Vérité objective au cinéma
D'autre part, l'idée du cinéma comme espace ontologiquement objectif existe probablement depuis sa création. La mécanique, dans toute son insensibilité et toute sa modernité y est vue comme garante de vérité. Le kino-pravda de Dziga Vertov [3] dont on peut faire remonter les origines jusque dans les années 1920, a déjà développé cette vue de l'esprit en une croyance baignée de futurisme.

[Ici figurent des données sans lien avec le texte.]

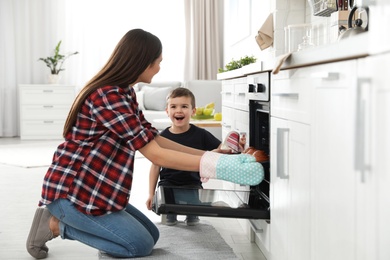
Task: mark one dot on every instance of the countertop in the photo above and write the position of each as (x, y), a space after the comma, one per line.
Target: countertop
(350, 48)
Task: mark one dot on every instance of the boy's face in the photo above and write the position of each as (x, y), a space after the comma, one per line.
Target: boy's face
(179, 110)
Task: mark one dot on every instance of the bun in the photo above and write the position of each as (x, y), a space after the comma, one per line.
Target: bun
(250, 150)
(260, 156)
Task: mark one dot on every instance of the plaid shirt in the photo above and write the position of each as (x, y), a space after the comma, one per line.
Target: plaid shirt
(93, 168)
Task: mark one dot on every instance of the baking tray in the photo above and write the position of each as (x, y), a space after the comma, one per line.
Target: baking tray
(246, 204)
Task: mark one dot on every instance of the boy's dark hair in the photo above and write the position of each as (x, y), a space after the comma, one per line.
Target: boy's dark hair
(182, 92)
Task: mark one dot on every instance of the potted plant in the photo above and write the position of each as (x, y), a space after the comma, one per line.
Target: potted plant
(55, 63)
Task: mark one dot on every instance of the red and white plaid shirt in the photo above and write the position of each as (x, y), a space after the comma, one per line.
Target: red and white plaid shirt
(93, 168)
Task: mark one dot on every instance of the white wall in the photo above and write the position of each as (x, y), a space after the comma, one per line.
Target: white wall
(243, 19)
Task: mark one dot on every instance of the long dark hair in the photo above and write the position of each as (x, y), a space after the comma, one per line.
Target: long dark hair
(132, 55)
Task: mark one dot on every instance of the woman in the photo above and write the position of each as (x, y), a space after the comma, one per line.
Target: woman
(86, 189)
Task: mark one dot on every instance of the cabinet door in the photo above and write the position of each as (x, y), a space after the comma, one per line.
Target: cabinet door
(333, 184)
(290, 190)
(373, 169)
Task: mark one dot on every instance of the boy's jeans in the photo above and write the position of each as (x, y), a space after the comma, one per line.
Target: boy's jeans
(127, 233)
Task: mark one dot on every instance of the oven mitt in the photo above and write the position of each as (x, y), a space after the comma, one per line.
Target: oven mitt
(238, 168)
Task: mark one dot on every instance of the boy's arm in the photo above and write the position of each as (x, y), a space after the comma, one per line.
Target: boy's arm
(153, 178)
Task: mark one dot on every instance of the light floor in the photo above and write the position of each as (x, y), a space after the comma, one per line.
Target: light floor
(20, 191)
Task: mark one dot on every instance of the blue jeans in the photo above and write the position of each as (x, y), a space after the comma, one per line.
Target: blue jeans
(127, 233)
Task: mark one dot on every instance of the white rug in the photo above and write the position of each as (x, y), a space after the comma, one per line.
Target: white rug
(31, 154)
(28, 155)
(182, 242)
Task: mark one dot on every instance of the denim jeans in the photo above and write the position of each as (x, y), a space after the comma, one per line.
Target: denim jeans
(127, 233)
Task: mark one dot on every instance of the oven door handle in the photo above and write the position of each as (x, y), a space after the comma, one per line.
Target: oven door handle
(287, 95)
(282, 138)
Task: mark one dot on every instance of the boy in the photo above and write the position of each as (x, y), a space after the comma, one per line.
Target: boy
(180, 108)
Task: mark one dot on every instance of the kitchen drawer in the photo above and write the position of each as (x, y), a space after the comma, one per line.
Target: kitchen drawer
(44, 112)
(41, 129)
(46, 95)
(241, 100)
(291, 98)
(261, 231)
(227, 93)
(227, 118)
(293, 90)
(241, 121)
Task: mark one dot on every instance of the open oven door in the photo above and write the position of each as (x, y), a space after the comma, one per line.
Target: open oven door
(249, 204)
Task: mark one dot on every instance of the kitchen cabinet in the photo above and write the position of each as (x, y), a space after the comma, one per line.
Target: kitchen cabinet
(329, 133)
(235, 112)
(43, 110)
(372, 165)
(290, 166)
(333, 178)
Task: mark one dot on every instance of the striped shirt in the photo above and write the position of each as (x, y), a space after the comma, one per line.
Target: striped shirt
(93, 167)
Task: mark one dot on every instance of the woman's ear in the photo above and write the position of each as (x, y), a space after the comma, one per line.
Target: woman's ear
(193, 111)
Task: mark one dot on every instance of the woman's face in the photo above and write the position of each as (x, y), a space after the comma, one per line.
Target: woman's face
(150, 71)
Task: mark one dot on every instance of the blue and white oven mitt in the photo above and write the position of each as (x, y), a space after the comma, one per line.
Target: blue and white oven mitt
(238, 168)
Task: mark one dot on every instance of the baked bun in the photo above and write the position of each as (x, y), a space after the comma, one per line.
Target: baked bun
(260, 156)
(250, 150)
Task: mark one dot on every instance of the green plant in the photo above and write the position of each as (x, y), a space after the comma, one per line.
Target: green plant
(55, 62)
(236, 64)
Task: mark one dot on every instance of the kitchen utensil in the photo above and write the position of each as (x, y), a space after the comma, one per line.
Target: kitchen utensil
(357, 28)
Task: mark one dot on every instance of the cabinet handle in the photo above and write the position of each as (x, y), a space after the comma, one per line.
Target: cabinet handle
(282, 139)
(362, 127)
(254, 227)
(326, 75)
(288, 95)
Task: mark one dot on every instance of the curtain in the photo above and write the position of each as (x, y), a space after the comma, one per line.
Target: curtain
(204, 39)
(30, 29)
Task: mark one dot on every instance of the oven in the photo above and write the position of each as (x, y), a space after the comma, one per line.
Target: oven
(250, 202)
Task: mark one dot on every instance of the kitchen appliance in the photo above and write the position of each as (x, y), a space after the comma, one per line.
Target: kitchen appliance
(251, 202)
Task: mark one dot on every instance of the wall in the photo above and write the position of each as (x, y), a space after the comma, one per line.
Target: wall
(243, 19)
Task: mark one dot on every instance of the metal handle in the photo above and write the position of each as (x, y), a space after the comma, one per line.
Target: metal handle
(289, 95)
(326, 75)
(282, 139)
(254, 227)
(362, 127)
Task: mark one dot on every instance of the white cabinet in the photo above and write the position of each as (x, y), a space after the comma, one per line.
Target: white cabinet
(235, 106)
(333, 179)
(372, 159)
(290, 167)
(330, 161)
(235, 113)
(43, 110)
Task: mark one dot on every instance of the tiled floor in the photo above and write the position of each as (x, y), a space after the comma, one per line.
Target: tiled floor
(20, 191)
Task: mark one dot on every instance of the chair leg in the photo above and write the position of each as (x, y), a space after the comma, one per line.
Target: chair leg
(163, 219)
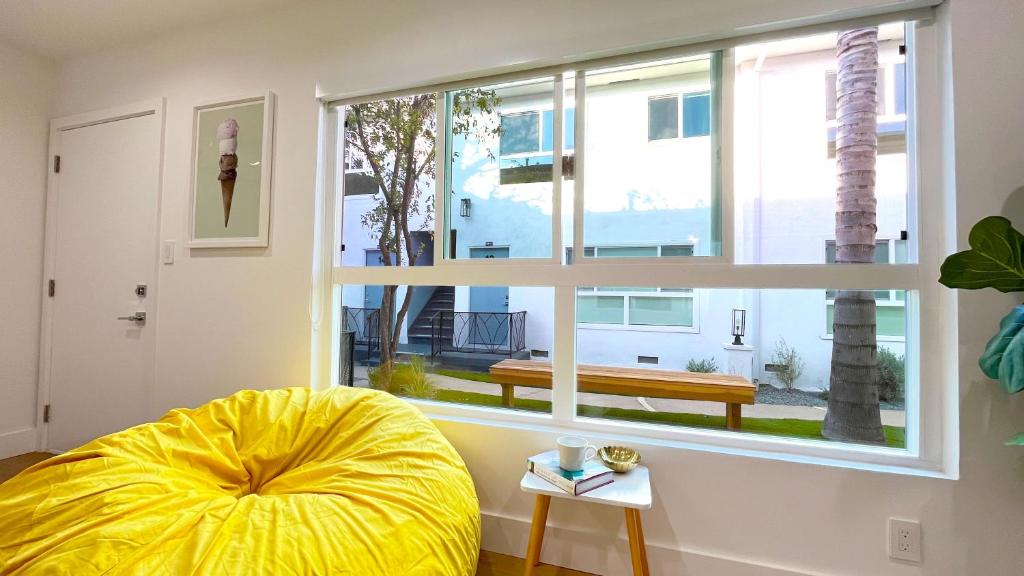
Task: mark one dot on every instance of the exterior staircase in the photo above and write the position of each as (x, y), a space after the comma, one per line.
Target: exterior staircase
(441, 300)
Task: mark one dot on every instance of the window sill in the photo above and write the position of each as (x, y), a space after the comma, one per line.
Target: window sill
(847, 456)
(640, 328)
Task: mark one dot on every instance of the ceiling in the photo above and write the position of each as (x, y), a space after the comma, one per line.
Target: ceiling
(62, 29)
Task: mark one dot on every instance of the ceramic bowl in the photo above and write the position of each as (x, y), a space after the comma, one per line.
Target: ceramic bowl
(620, 458)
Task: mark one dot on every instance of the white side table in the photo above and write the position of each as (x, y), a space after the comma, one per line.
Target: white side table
(630, 491)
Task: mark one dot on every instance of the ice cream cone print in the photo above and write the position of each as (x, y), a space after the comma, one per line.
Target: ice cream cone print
(227, 132)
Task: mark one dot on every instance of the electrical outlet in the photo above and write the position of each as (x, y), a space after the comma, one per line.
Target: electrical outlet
(904, 540)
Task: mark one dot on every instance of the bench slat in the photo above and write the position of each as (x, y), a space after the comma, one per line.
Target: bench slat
(632, 381)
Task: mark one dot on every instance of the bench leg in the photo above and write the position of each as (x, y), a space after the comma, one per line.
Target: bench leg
(638, 549)
(733, 416)
(508, 396)
(541, 506)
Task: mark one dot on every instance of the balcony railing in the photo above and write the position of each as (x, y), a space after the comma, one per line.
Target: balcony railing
(365, 325)
(478, 332)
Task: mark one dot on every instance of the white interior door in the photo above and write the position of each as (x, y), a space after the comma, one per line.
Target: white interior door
(101, 367)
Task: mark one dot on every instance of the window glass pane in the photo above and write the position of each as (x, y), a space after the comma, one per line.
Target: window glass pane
(663, 118)
(785, 177)
(599, 310)
(367, 238)
(696, 115)
(520, 133)
(500, 170)
(679, 250)
(781, 375)
(660, 311)
(899, 75)
(643, 193)
(626, 251)
(446, 342)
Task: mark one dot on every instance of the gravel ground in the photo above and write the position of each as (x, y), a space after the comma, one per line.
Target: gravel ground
(768, 394)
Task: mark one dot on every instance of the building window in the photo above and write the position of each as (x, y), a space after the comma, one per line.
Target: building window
(663, 118)
(645, 252)
(696, 115)
(636, 306)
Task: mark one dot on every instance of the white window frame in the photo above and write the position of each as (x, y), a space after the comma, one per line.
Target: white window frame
(932, 365)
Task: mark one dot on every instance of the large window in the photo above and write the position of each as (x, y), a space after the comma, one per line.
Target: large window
(655, 245)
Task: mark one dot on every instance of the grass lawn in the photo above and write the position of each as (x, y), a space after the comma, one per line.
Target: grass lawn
(792, 427)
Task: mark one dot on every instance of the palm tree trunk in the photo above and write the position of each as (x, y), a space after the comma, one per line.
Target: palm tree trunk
(853, 396)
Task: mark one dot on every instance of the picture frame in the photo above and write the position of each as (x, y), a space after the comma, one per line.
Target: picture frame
(230, 178)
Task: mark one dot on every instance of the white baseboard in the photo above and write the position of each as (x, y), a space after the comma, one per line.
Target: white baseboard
(18, 442)
(601, 549)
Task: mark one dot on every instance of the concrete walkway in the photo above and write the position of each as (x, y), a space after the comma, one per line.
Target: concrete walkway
(889, 417)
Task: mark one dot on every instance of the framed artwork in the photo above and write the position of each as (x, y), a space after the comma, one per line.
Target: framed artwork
(232, 154)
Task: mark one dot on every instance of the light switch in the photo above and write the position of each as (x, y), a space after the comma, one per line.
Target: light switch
(167, 252)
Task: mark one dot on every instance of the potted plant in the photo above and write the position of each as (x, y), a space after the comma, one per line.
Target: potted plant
(995, 260)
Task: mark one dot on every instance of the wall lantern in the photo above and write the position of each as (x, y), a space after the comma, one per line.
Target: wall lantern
(738, 326)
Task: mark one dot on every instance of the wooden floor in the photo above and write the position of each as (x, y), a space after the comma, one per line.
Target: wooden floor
(500, 565)
(491, 564)
(10, 466)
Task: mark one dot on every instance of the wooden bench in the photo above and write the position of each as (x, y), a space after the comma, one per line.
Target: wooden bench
(733, 391)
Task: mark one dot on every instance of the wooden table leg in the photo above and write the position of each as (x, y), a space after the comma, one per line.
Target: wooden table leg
(541, 506)
(733, 416)
(638, 549)
(508, 395)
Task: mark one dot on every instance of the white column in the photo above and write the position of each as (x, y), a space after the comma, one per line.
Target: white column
(739, 360)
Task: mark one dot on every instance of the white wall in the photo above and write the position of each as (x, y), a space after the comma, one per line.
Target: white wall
(241, 321)
(27, 85)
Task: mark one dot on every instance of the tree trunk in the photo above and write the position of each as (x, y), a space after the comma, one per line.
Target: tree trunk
(853, 396)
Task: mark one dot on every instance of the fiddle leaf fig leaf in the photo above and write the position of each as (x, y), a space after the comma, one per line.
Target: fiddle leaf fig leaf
(994, 260)
(1004, 356)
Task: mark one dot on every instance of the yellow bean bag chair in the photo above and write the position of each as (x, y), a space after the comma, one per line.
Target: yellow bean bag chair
(284, 482)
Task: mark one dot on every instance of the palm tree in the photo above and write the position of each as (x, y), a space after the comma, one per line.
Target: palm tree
(853, 397)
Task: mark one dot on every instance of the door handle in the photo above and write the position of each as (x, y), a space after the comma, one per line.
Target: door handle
(138, 317)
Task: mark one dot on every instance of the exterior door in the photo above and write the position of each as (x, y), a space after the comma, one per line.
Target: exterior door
(101, 361)
(491, 304)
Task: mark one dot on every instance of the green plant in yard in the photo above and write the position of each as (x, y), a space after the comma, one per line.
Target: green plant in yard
(891, 375)
(788, 365)
(995, 260)
(414, 380)
(382, 377)
(402, 379)
(706, 365)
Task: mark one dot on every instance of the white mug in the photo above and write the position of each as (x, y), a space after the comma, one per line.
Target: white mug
(572, 452)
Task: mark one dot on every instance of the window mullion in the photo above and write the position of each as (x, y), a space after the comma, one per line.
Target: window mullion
(557, 119)
(563, 369)
(578, 172)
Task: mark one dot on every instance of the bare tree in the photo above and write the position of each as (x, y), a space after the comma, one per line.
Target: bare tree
(853, 397)
(396, 138)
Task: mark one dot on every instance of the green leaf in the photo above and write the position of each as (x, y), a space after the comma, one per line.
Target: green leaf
(1004, 356)
(994, 259)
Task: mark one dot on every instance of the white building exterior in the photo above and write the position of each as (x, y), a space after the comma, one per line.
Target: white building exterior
(662, 191)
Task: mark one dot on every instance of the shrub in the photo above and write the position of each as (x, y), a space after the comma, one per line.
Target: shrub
(414, 380)
(382, 377)
(891, 375)
(406, 379)
(788, 365)
(706, 365)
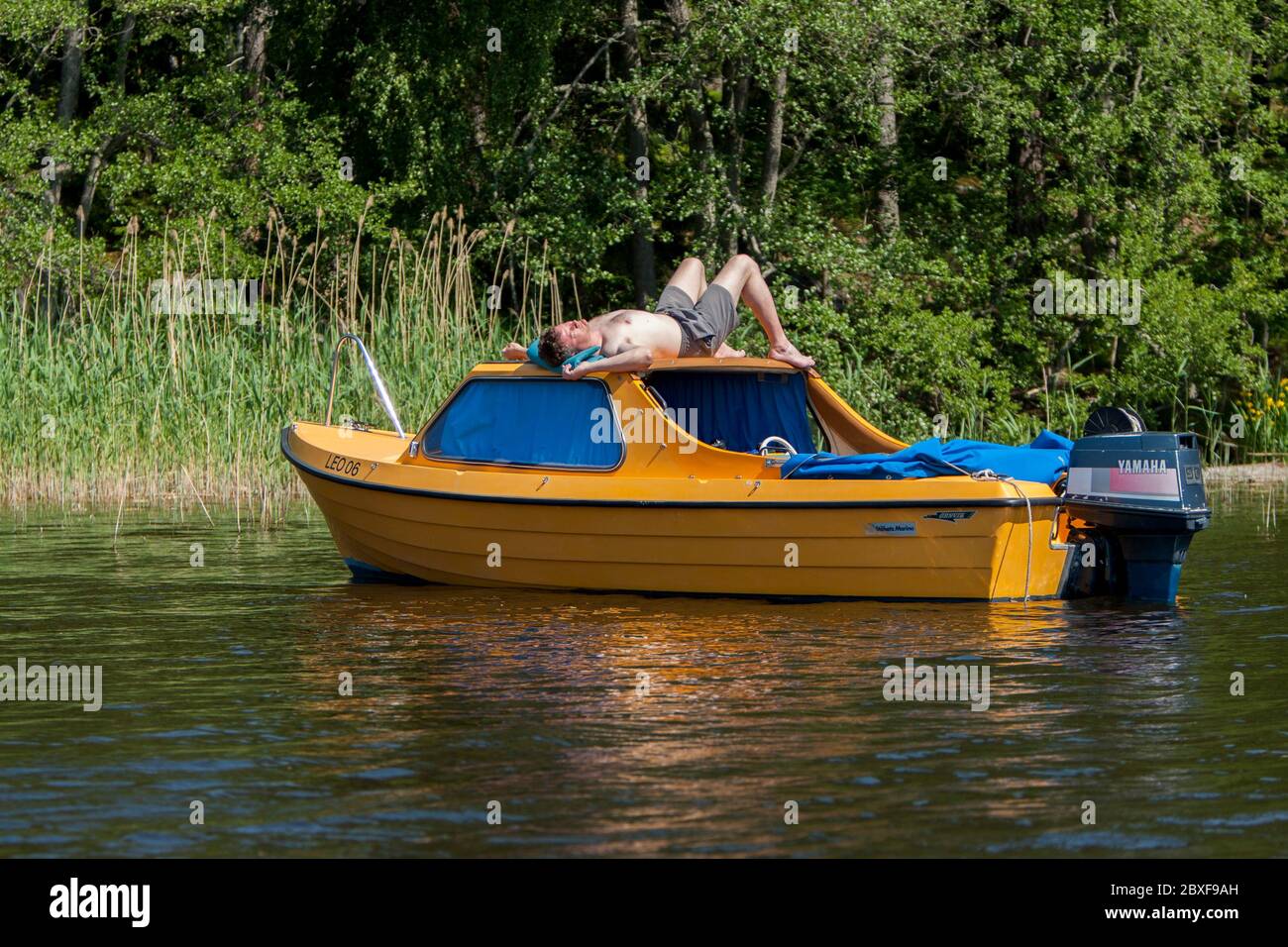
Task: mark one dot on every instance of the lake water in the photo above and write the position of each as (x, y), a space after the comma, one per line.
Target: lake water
(220, 684)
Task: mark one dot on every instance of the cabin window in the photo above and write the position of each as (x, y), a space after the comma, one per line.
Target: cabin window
(527, 423)
(737, 410)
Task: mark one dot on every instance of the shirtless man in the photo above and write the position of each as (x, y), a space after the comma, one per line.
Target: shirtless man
(630, 339)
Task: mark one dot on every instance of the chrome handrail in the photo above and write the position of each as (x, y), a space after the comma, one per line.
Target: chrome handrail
(375, 379)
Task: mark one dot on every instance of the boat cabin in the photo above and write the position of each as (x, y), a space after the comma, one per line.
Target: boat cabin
(706, 410)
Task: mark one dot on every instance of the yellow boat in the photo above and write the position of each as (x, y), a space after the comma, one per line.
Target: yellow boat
(671, 480)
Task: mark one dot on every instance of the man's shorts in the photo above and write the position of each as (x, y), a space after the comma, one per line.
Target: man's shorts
(703, 325)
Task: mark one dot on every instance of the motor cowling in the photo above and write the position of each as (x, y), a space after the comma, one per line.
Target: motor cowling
(1142, 492)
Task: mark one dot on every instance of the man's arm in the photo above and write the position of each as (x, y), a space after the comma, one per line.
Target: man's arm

C'est ainsi que l'on peut s'expliquer qu'avant l'arrivée du direct, les concepts de propagande, d'éducation, de documentaire, d'authenticité n'étaient pas distincts et définis au coeur de la pratique du cinéma. Le cinéma dans son objectivité mécanique était considéré comme garant ontologique de vérité, voire facteur d'éducation. Il suffit de visionner aujourd'hui un film documentaire des années 50 pour saisir l'esprit de l'époque à cet égard, pour se convaincre de la naïveté de la position éditoriale d'alors, pourtant transparente pour les contemporains de ces films. On comprend aussi mieux alors, toute l'importance de ce qui se passe avec l'arrivée du direct, sur le plan de l'évolution populaire des idées.
Le son avant les années 60
Le son au cinéma avant l'arrivée du Nagra [4] est fait sur des appareils qui sont soit encombrants, soit peu fiables, tant au niveau de la vitesse de défilement et de la qualité. Entre 1950 et 1960 de nombreux appareils tentent de résoudre ce problème. À l'ONF, on développera par exemple le système SprocketapeMD qui ne s'imposera toutefois pas.
Dans le meilleur des cas c'est donc des sons saisis a posteriori sur les mêmes lieux et recalés au montage qui faisaient office de bande sonore documentaire, une bande son par ailleurs souvent construite comme celle du cinéma de fiction, à partir de sons d'ambiance, de sons d'archives, d'effets sonores, de musique, de voix post-synchronisées, de commentaires (voice over). Vraisemblable rime alors avec vérité.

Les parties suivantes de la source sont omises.